In the meantime, if you want to prevent the lint error, please add the same lint exclusion as linked above to your app.

tonihei on 11 May 2018

I see, thanks for the quick response. I later realised that this probably is intentional on all fronts, even if it looks like a strange design choice for Checker Framework to not have a separate artifact for annotations.

Would it make sense to e.g. strip checker annotations from the resulting jar for the release builds?

lwasylkowski on 11 May 2018

I tried exactly that this morning by using gradle's compileOnly instead of implementation. This basically removes the dependency for all users of our library. Haven't been able to verify it actually helps yet.

tonihei on 11 May 2018

compileOnly should work, actually. I was just writing that excluding the checker framework dependency fixes things as well ({ exclude group: 'org.checkerframework' }), and this is the same thing but on the other side.

The only thing is that if ExoPlayer ever uses anything else from Checker Framework than annotations this will break the library at runtime, since afaik only (?) annotations, even with runtime retention, are harmless if they're not actually present in the runtime classpath.

lwasylkowski on 11 May 2018

Yes, I arrived at the same conclusion. We don't plan to ship anything else than their annotations, so hopefully this should be fine.

tonihei on 11 May 2018

👍1

Thanks for quick fix! @ojw28 I'm curious, is the reference to checker framework in proguard (-dontwarn org.checkerframework.**) still required in ExoPlayer? I see it's not removed in the fixes commit

lwasylkowski on 14 May 2018

Yes, it still seems to be required.

tonihei on 14 May 2018

Also closing this issue, as it seems to be fixed now.

tonihei on 14 May 2018

👍1

Any idea when this might make it into a release?
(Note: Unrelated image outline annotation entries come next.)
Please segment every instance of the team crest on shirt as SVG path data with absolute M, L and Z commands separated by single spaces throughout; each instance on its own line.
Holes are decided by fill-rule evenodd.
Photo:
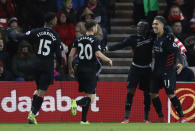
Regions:
M 173 47 L 177 47 L 177 44 L 175 42 L 173 42 Z

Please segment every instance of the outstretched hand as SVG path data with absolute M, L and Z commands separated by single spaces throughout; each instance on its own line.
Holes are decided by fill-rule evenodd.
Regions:
M 109 64 L 109 66 L 112 66 L 112 60 L 111 59 L 109 59 L 108 64 Z
M 182 64 L 177 64 L 177 74 L 180 74 L 182 69 L 183 69 L 183 65 Z
M 74 69 L 73 68 L 69 68 L 69 75 L 70 75 L 70 77 L 74 78 Z

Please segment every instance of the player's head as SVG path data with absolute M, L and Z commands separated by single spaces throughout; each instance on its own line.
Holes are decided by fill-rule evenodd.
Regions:
M 85 22 L 85 28 L 87 30 L 87 32 L 93 32 L 96 33 L 97 32 L 97 22 L 95 20 L 89 20 Z
M 163 34 L 164 27 L 166 25 L 166 19 L 163 16 L 156 16 L 152 23 L 152 28 L 155 34 Z
M 50 27 L 55 26 L 57 24 L 56 13 L 47 12 L 44 16 L 44 22 L 46 26 L 50 26 Z
M 138 23 L 137 23 L 137 33 L 139 35 L 147 35 L 149 32 L 149 23 L 145 20 L 140 20 Z

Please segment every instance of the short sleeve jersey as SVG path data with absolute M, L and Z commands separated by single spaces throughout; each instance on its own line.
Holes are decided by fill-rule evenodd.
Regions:
M 174 36 L 164 34 L 154 41 L 155 66 L 154 69 L 168 71 L 176 68 L 178 47 L 174 43 Z
M 80 69 L 95 70 L 95 52 L 101 50 L 100 41 L 93 35 L 83 35 L 75 40 L 73 48 L 77 49 Z
M 37 28 L 26 32 L 24 39 L 28 40 L 35 51 L 40 68 L 53 70 L 54 55 L 61 64 L 60 38 L 56 32 L 50 28 Z

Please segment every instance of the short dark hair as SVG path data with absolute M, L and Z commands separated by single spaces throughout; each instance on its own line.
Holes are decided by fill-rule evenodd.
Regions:
M 180 20 L 174 20 L 173 22 L 171 22 L 171 26 L 173 26 L 175 23 L 181 23 L 181 25 L 182 25 L 182 21 L 180 21 Z
M 161 23 L 163 23 L 164 25 L 167 24 L 166 19 L 165 19 L 163 16 L 160 16 L 160 15 L 154 17 L 154 20 L 158 20 L 158 21 L 160 21 Z
M 97 25 L 95 20 L 89 20 L 85 22 L 85 28 L 87 31 L 90 31 L 93 26 Z
M 54 12 L 47 12 L 44 15 L 44 22 L 50 23 L 56 17 L 56 13 Z

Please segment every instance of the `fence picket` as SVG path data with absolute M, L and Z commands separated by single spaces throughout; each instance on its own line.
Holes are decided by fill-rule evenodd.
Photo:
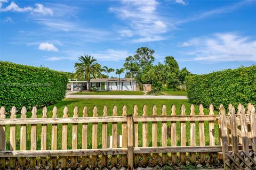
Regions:
M 47 108 L 44 107 L 43 108 L 42 118 L 47 117 Z M 47 124 L 43 124 L 41 130 L 41 150 L 46 150 L 47 144 Z M 45 166 L 46 165 L 46 158 L 41 158 L 42 164 Z
M 63 110 L 63 117 L 68 117 L 68 108 L 67 106 L 64 107 Z M 62 124 L 62 133 L 61 136 L 61 149 L 67 149 L 68 145 L 68 124 L 67 123 Z M 60 168 L 61 169 L 66 168 L 67 167 L 67 157 L 61 157 L 61 163 Z
M 166 116 L 166 106 L 163 105 L 162 107 L 162 115 Z M 167 147 L 167 123 L 162 122 L 162 146 Z M 163 165 L 166 165 L 168 160 L 167 154 L 162 154 L 162 160 Z
M 172 106 L 172 116 L 176 115 L 176 107 L 174 105 Z M 172 147 L 175 147 L 177 146 L 177 134 L 176 134 L 176 129 L 177 124 L 176 122 L 171 122 L 171 144 Z M 175 164 L 177 159 L 177 154 L 175 152 L 172 152 L 172 164 Z
M 21 116 L 20 118 L 27 118 L 27 109 L 22 107 L 21 109 Z M 27 146 L 27 125 L 20 125 L 20 150 L 26 150 Z M 20 165 L 24 167 L 26 165 L 26 158 L 20 158 Z
M 106 106 L 104 106 L 103 109 L 102 116 L 107 116 L 107 108 Z M 108 148 L 108 123 L 102 123 L 102 148 Z M 107 155 L 102 155 L 101 158 L 101 166 L 106 167 L 107 166 L 107 161 L 108 157 Z
M 93 108 L 93 117 L 98 117 L 98 108 L 96 106 Z M 98 123 L 92 124 L 92 149 L 98 148 Z M 97 166 L 97 156 L 92 156 L 91 166 L 92 168 L 95 168 Z
M 5 118 L 5 109 L 2 106 L 0 108 L 0 118 Z M 0 150 L 5 150 L 6 142 L 5 139 L 5 126 L 0 125 Z M 0 158 L 0 168 L 5 168 L 5 158 Z
M 245 109 L 241 104 L 239 104 L 238 112 L 241 114 L 241 133 L 242 140 L 243 146 L 243 151 L 246 154 L 249 153 L 249 148 L 248 146 L 248 129 L 246 123 L 246 117 L 245 116 Z
M 53 107 L 52 109 L 52 118 L 57 118 L 57 107 Z M 57 124 L 53 124 L 52 125 L 52 143 L 51 149 L 57 149 Z M 52 157 L 51 159 L 51 168 L 55 169 L 57 166 L 57 158 L 55 157 Z
M 123 107 L 123 114 L 122 115 L 123 116 L 127 116 L 127 108 L 125 105 Z M 122 124 L 122 147 L 127 148 L 127 122 L 123 122 Z M 121 165 L 123 167 L 125 167 L 127 165 L 126 154 L 121 156 Z
M 83 110 L 83 117 L 88 116 L 88 108 L 84 106 Z M 82 129 L 82 149 L 87 149 L 88 140 L 88 124 L 83 123 Z M 87 156 L 82 156 L 81 160 L 82 168 L 85 168 L 87 166 Z
M 202 104 L 199 106 L 199 115 L 203 115 L 204 107 Z M 199 143 L 200 146 L 205 146 L 205 135 L 204 135 L 204 121 L 199 121 Z M 200 153 L 200 162 L 204 163 L 205 162 L 205 153 Z
M 133 116 L 138 116 L 138 107 L 137 105 L 134 105 L 133 107 Z M 139 147 L 139 125 L 138 122 L 134 122 L 134 147 Z M 134 165 L 135 167 L 137 167 L 139 165 L 139 155 L 135 154 Z
M 186 107 L 185 106 L 182 104 L 181 105 L 181 116 L 186 115 Z M 180 146 L 186 146 L 187 142 L 187 138 L 186 136 L 186 122 L 180 122 Z M 180 159 L 182 164 L 186 163 L 186 153 L 181 153 Z
M 37 109 L 36 107 L 33 107 L 32 109 L 32 116 L 31 118 L 36 118 L 37 117 L 36 113 L 37 113 Z M 37 140 L 37 125 L 36 124 L 31 125 L 31 140 L 30 140 L 30 150 L 36 150 L 36 140 Z M 36 160 L 35 157 L 30 158 L 30 167 L 34 168 L 36 166 Z
M 250 112 L 250 122 L 251 122 L 251 131 L 252 133 L 252 150 L 256 151 L 256 122 L 255 120 L 255 108 L 251 105 L 249 107 Z
M 78 109 L 75 106 L 74 109 L 73 117 L 78 117 Z M 77 123 L 73 123 L 72 125 L 72 149 L 77 149 Z M 75 168 L 77 166 L 77 158 L 76 156 L 71 157 L 71 167 Z
M 147 106 L 143 106 L 143 116 L 148 115 L 148 110 Z M 142 147 L 147 147 L 148 145 L 148 122 L 142 122 Z M 142 166 L 146 166 L 148 163 L 148 155 L 147 154 L 142 154 Z
M 190 115 L 195 115 L 195 106 L 193 104 L 190 106 Z M 196 146 L 196 122 L 190 121 L 190 146 Z M 196 162 L 196 153 L 190 154 L 190 162 L 195 164 Z
M 113 116 L 117 116 L 117 108 L 116 106 L 113 108 Z M 117 148 L 117 123 L 112 123 L 112 148 Z M 113 155 L 111 158 L 111 165 L 115 167 L 117 164 L 117 157 L 116 155 Z
M 157 116 L 157 113 L 156 112 L 156 106 L 154 105 L 153 107 L 153 115 Z M 157 147 L 157 122 L 152 122 L 152 147 Z M 153 154 L 153 160 L 152 164 L 153 165 L 155 166 L 157 165 L 157 159 L 158 157 L 158 154 Z

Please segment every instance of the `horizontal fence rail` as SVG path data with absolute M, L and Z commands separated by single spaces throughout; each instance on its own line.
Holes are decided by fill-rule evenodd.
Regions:
M 144 105 L 142 115 L 139 115 L 135 105 L 132 116 L 127 115 L 125 106 L 122 113 L 117 113 L 115 106 L 109 116 L 105 106 L 102 116 L 98 116 L 98 108 L 94 107 L 92 117 L 88 117 L 86 106 L 82 115 L 75 107 L 72 116 L 67 107 L 61 115 L 56 107 L 51 112 L 44 107 L 40 113 L 42 117 L 38 118 L 37 108 L 34 107 L 28 118 L 23 107 L 20 118 L 17 118 L 17 110 L 13 107 L 10 117 L 6 118 L 2 107 L 0 168 L 18 165 L 43 169 L 115 167 L 131 169 L 188 162 L 220 164 L 217 152 L 228 153 L 233 148 L 231 142 L 228 142 L 227 149 L 223 151 L 222 122 L 227 129 L 232 120 L 239 126 L 251 122 L 249 112 L 244 116 L 237 114 L 233 119 L 230 114 L 225 114 L 223 122 L 221 114 L 214 114 L 212 105 L 207 110 L 200 105 L 198 112 L 191 105 L 189 113 L 182 105 L 180 110 L 177 115 L 174 105 L 170 113 L 167 113 L 165 105 L 158 111 L 154 105 L 149 112 Z M 49 114 L 51 117 L 47 117 Z M 241 117 L 244 117 L 243 123 Z M 242 129 L 237 131 L 238 136 L 244 135 Z M 251 148 L 255 146 L 255 138 L 253 133 L 248 134 L 248 148 Z M 241 144 L 237 147 L 242 147 Z M 222 155 L 223 158 L 226 155 Z

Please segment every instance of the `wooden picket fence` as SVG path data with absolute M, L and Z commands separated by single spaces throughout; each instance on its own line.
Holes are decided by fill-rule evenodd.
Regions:
M 177 115 L 175 106 L 172 105 L 171 113 L 167 115 L 166 106 L 163 105 L 161 115 L 158 115 L 156 106 L 154 106 L 152 115 L 148 116 L 147 107 L 144 105 L 143 115 L 139 116 L 138 107 L 135 105 L 133 115 L 127 116 L 126 107 L 124 106 L 122 116 L 117 116 L 117 107 L 114 106 L 112 116 L 108 116 L 107 108 L 105 106 L 102 116 L 98 116 L 98 108 L 94 107 L 93 117 L 88 117 L 88 109 L 85 106 L 83 108 L 83 116 L 78 117 L 78 108 L 76 106 L 73 117 L 68 117 L 67 107 L 63 110 L 62 117 L 58 117 L 57 108 L 54 107 L 52 117 L 47 117 L 47 110 L 44 107 L 42 117 L 37 118 L 37 110 L 34 107 L 31 118 L 27 118 L 27 110 L 23 107 L 21 110 L 20 118 L 17 118 L 17 110 L 13 107 L 10 118 L 5 118 L 5 108 L 2 107 L 0 109 L 0 168 L 13 168 L 18 166 L 28 168 L 39 166 L 40 168 L 45 169 L 125 167 L 132 169 L 137 167 L 185 164 L 188 162 L 191 164 L 211 164 L 219 162 L 217 153 L 222 152 L 222 150 L 223 158 L 226 162 L 226 155 L 229 153 L 229 149 L 231 148 L 229 147 L 228 142 L 226 142 L 227 137 L 223 135 L 225 131 L 227 131 L 226 119 L 230 115 L 225 114 L 225 110 L 223 111 L 221 106 L 220 112 L 221 115 L 214 115 L 213 111 L 213 106 L 211 105 L 209 112 L 204 113 L 204 108 L 200 105 L 199 114 L 196 115 L 194 106 L 191 105 L 190 113 L 188 115 L 188 113 L 186 113 L 185 106 L 182 105 L 180 115 Z M 255 115 L 254 117 L 255 120 Z M 189 129 L 186 123 L 190 125 Z M 78 132 L 79 124 L 82 124 L 82 133 L 80 133 Z M 91 148 L 88 147 L 89 124 L 92 124 L 90 126 L 92 128 Z M 98 130 L 99 124 L 102 124 L 102 131 L 100 132 Z M 122 131 L 118 130 L 118 124 L 122 124 Z M 158 128 L 159 124 L 161 129 Z M 62 125 L 61 129 L 58 128 L 58 124 Z M 71 149 L 68 149 L 67 147 L 69 124 L 72 126 Z M 180 124 L 180 127 L 178 127 Z M 197 124 L 198 127 L 196 127 Z M 47 139 L 49 125 L 51 126 L 51 140 Z M 209 126 L 208 132 L 205 130 L 206 125 Z M 19 126 L 20 128 L 18 129 L 17 127 Z M 142 126 L 141 131 L 140 126 Z M 10 144 L 6 143 L 7 126 L 10 128 Z M 37 133 L 38 126 L 41 127 L 41 136 Z M 149 127 L 151 127 L 151 130 L 149 130 Z M 251 127 L 251 129 L 254 130 L 255 126 L 252 127 L 253 128 Z M 110 128 L 112 130 L 111 147 L 108 141 L 108 129 Z M 244 129 L 243 126 L 241 128 Z M 215 139 L 215 129 L 219 130 L 219 135 L 221 138 Z M 178 129 L 180 133 L 178 133 Z M 187 138 L 188 129 L 189 139 Z M 17 141 L 17 131 L 20 131 L 19 141 Z M 61 139 L 58 139 L 58 132 L 60 133 L 60 131 Z M 151 141 L 148 139 L 150 138 L 149 131 L 151 131 Z M 122 135 L 121 146 L 118 144 L 118 131 L 121 132 L 119 133 Z M 255 133 L 252 130 L 251 133 L 252 138 L 254 138 L 253 133 Z M 27 141 L 27 133 L 30 133 L 30 141 Z M 98 143 L 99 133 L 101 133 L 101 143 Z M 199 145 L 197 145 L 196 141 L 197 133 L 199 133 Z M 209 137 L 207 146 L 205 138 L 206 133 L 209 133 Z M 245 134 L 242 133 L 242 135 Z M 169 135 L 170 139 L 168 138 Z M 82 139 L 82 147 L 78 148 L 77 143 L 79 135 L 79 139 Z M 139 144 L 141 142 L 139 141 L 139 137 L 141 136 L 142 146 Z M 161 141 L 158 140 L 158 136 L 161 137 Z M 180 144 L 177 143 L 178 138 L 180 138 Z M 255 141 L 254 138 L 251 142 Z M 220 141 L 218 144 L 215 144 L 218 143 L 215 142 L 215 139 Z M 171 140 L 169 143 L 169 140 Z M 37 143 L 38 141 L 41 141 L 41 144 Z M 57 147 L 58 141 L 61 142 L 61 149 Z M 47 150 L 47 144 L 49 141 L 51 142 L 51 149 Z M 30 143 L 29 150 L 26 150 L 27 142 Z M 151 142 L 151 146 L 149 146 Z M 168 146 L 167 143 L 170 143 Z M 6 150 L 8 144 L 10 144 L 10 149 Z M 37 148 L 38 145 L 40 146 L 39 150 Z M 100 145 L 101 148 L 98 148 Z M 19 146 L 19 150 L 17 149 L 17 146 Z M 244 152 L 244 155 L 247 152 Z M 247 160 L 245 159 L 245 161 Z

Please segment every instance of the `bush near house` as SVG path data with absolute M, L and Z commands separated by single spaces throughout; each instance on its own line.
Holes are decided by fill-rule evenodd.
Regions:
M 65 97 L 67 83 L 63 72 L 0 61 L 0 106 L 48 106 Z
M 188 76 L 186 84 L 189 101 L 205 107 L 256 104 L 256 65 Z

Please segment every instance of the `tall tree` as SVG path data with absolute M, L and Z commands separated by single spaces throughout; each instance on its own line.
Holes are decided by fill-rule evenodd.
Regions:
M 124 72 L 124 69 L 122 68 L 120 69 L 116 69 L 116 74 L 118 74 L 119 76 L 119 90 L 120 90 L 120 74 Z
M 107 73 L 107 75 L 108 76 L 108 84 L 107 84 L 108 88 L 107 88 L 107 90 L 109 90 L 109 80 L 108 80 L 108 78 L 109 78 L 109 76 L 108 75 L 108 74 L 109 74 L 111 72 L 113 72 L 115 71 L 115 70 L 114 70 L 112 68 L 108 68 L 107 66 L 105 66 L 102 68 L 102 71 L 103 71 L 103 72 L 105 72 L 105 73 Z
M 91 78 L 95 78 L 101 76 L 101 65 L 97 63 L 97 61 L 90 55 L 81 56 L 78 58 L 79 63 L 75 63 L 76 74 L 82 79 L 87 80 L 87 90 L 91 89 Z

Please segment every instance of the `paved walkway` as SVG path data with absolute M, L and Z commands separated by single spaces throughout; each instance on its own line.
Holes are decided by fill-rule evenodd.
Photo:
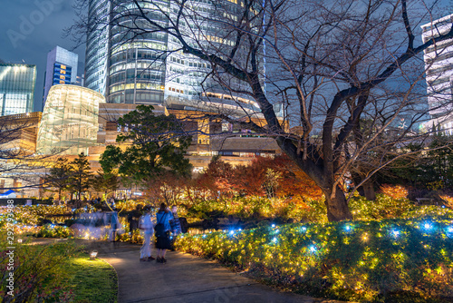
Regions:
M 140 262 L 140 245 L 101 241 L 85 244 L 97 249 L 99 258 L 115 268 L 119 303 L 339 302 L 281 292 L 188 254 L 168 252 L 166 264 Z

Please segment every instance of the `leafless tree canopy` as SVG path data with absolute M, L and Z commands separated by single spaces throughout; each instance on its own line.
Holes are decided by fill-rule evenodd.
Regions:
M 253 98 L 267 126 L 248 124 L 275 137 L 321 187 L 331 220 L 351 218 L 341 189 L 345 174 L 367 163 L 366 180 L 395 159 L 386 152 L 423 140 L 416 132 L 427 119 L 423 51 L 453 37 L 450 30 L 418 42 L 419 25 L 439 17 L 436 1 L 173 0 L 169 9 L 150 0 L 113 4 L 109 23 L 127 27 L 124 39 L 168 34 L 179 45 L 170 51 L 209 62 L 210 79 Z M 302 128 L 299 135 L 277 119 L 278 104 L 285 122 Z

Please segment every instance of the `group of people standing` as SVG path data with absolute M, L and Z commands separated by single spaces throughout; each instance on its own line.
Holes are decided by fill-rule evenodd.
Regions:
M 143 208 L 143 215 L 139 220 L 139 229 L 143 231 L 144 237 L 143 245 L 140 248 L 140 262 L 152 261 L 155 259 L 158 263 L 167 262 L 165 254 L 167 249 L 171 249 L 171 238 L 181 232 L 177 210 L 176 206 L 173 206 L 170 210 L 165 203 L 161 203 L 158 212 L 153 216 L 149 205 Z M 155 247 L 158 249 L 156 258 L 151 256 L 151 238 L 153 235 L 156 236 Z

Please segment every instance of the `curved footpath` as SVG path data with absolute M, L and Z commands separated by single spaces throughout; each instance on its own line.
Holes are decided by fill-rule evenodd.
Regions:
M 84 244 L 97 249 L 98 257 L 115 268 L 119 303 L 340 302 L 281 292 L 189 254 L 168 252 L 166 264 L 140 262 L 140 245 L 105 241 Z

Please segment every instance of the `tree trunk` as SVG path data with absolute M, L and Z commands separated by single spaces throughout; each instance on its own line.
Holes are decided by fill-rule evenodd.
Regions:
M 332 189 L 323 190 L 325 195 L 325 206 L 327 207 L 327 219 L 330 222 L 352 220 L 352 215 L 349 211 L 346 197 L 341 188 L 337 186 L 335 193 Z
M 371 180 L 363 183 L 363 191 L 365 193 L 365 198 L 368 200 L 373 201 L 376 200 L 376 192 L 374 191 L 374 182 Z
M 361 182 L 361 179 L 359 175 L 354 176 L 353 178 L 355 184 L 360 184 Z M 365 197 L 369 200 L 376 200 L 376 192 L 374 191 L 374 181 L 371 179 L 366 181 L 361 186 L 359 186 L 357 189 L 357 192 L 362 197 Z

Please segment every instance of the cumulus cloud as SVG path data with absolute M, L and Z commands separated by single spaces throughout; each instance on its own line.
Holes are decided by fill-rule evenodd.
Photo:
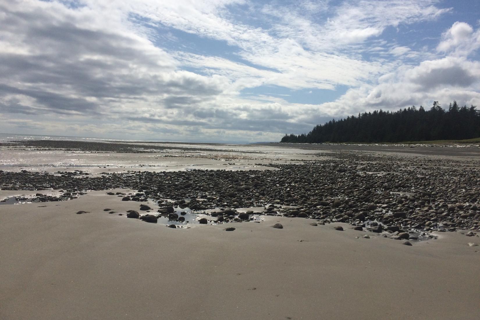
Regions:
M 0 121 L 14 132 L 275 141 L 374 108 L 474 103 L 478 30 L 456 23 L 428 54 L 383 38 L 451 11 L 437 3 L 0 0 Z M 229 51 L 192 49 L 185 34 Z M 286 92 L 246 93 L 261 86 Z M 339 87 L 334 101 L 286 100 Z
M 457 21 L 442 35 L 442 41 L 437 46 L 437 50 L 447 52 L 456 51 L 468 54 L 480 46 L 480 32 L 474 33 L 468 24 Z

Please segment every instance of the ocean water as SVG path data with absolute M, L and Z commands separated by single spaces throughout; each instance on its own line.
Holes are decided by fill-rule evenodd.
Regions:
M 69 141 L 128 141 L 99 138 L 72 137 L 69 136 L 41 135 L 37 134 L 17 134 L 16 133 L 0 133 L 0 142 L 18 140 L 67 140 Z

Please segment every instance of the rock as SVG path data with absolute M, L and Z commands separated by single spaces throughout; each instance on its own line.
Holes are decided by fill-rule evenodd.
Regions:
M 398 237 L 400 239 L 408 239 L 410 235 L 408 232 L 401 232 L 398 234 Z
M 242 213 L 239 214 L 239 218 L 242 220 L 248 220 L 250 218 L 250 215 L 246 213 Z
M 179 215 L 177 213 L 170 213 L 168 214 L 168 220 L 170 221 L 178 220 L 178 218 Z
M 400 230 L 400 227 L 398 225 L 389 225 L 387 227 L 387 230 L 389 230 L 392 232 L 396 232 Z
M 156 216 L 154 215 L 153 214 L 145 214 L 144 215 L 142 215 L 140 217 L 140 219 L 145 221 L 145 222 L 156 224 L 158 218 L 156 217 Z
M 128 214 L 127 214 L 127 218 L 138 219 L 140 216 L 140 214 L 135 210 L 129 210 L 127 212 L 128 213 Z
M 375 225 L 374 227 L 372 227 L 372 232 L 376 232 L 377 233 L 380 233 L 382 232 L 382 229 L 381 225 Z

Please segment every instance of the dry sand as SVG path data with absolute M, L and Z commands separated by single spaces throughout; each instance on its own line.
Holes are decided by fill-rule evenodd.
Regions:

I'm getting a dex error from this dependency and can't upgrade to 2.8.0:

Dex: Error converting bytecode to dex:
Cause: Dex cannot parse version 52 byte code.
This is caused by library dependencies that have been compiled using Java 8 or above.
If you are using the 'java' gradle plugin in a library submodule add
targetCompatibility = '1.7'
sourceCompatibility = '1.7'

... Caused by: com.android.dx.cf.iface.ParseException: bad class file magic (cafebabe) or version (0034.0000)

What went wrong:
Execution failed for task ':app:transformClassesWithDexForBetaDebug'.
> com.android.build.api.transform.TransformException: java.lang.RuntimeException: java.lang.RuntimeException: Unable to pre-dex '/Users/scott/.gradle/caches/modules-2/files-2.1/org.checkerframework/checker-qual/2.5.0/f03b9f07c2b002f35f81338e6cde3fc191b91951/checker-qual-2.5.0.jar' to '/build/intermediates/transforms/dex/beta/debug/folders/1000/10/checker-qual-2.5.0_b7d5c3b808d988e5828cf9fdb1bab6f55e2d9e55'

smw1218 on 14 May 2018

The fix will be in 2.8.1 (hopefully later this week).